リッター(Karl Ritter)(読み)りったー(英語表記)Karl Ritter

日本大百科全書(ニッポニカ) の解説

リッター(Karl Ritter)
りったー
Karl Ritter
(1779―1859)

ドイツの地理学者。ハレ、ゲッティンゲン大学卒業後、教育関係の仕事に従事していたが、1820年よりベルリン大学教授となり、フンボルトとともに近代地理学樹立に貢献した。しかし、フンボルトが自然地理学の創始者と目されるのに対して、リッター人文地理学祖述者である。

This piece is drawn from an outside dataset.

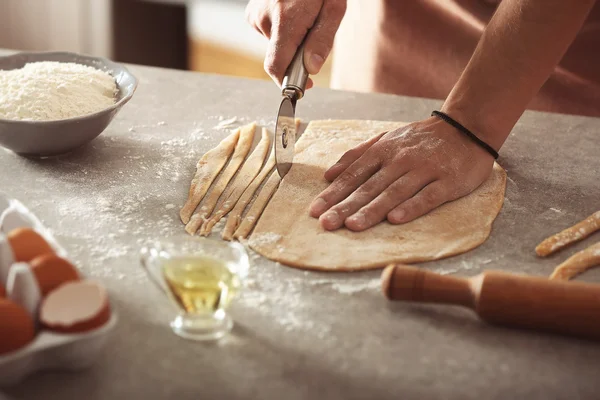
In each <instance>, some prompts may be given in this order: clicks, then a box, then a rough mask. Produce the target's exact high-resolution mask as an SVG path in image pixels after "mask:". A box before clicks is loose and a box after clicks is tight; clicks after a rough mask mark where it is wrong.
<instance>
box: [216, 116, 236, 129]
mask: <svg viewBox="0 0 600 400" xmlns="http://www.w3.org/2000/svg"><path fill="white" fill-rule="evenodd" d="M219 121H220V122H219V123H218V124H217V125H215V126H214V129H227V128H230V127H232V126H233V125H234V124H235V123H237V122H238V118H237V117H233V118H229V119H224V118H223V117H219Z"/></svg>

1817年『地理学』Die Erdkundeを著したが、副題に「自然と人類の歴史との関連、すなわち一般比較地理学」と記されているように、リッターは地理学をもって自然と人類社会の因果関係を考察すべきことを主張。18世紀の観念論の影響を受け、地表を人類の居住の場所であるのみならず、神による人類の教育の場所とみなすなど、なお所論に神学的目的論の色彩が認められる。また比較地理学を主張するように、世界の各地域の地域的個性を比較究明するために、『地理学』の続編として22年から38年を費やして、19巻にわたる膨大な世界の地誌的記述を行ったが、アジア、アフリカ以外の地域は未完に終わった。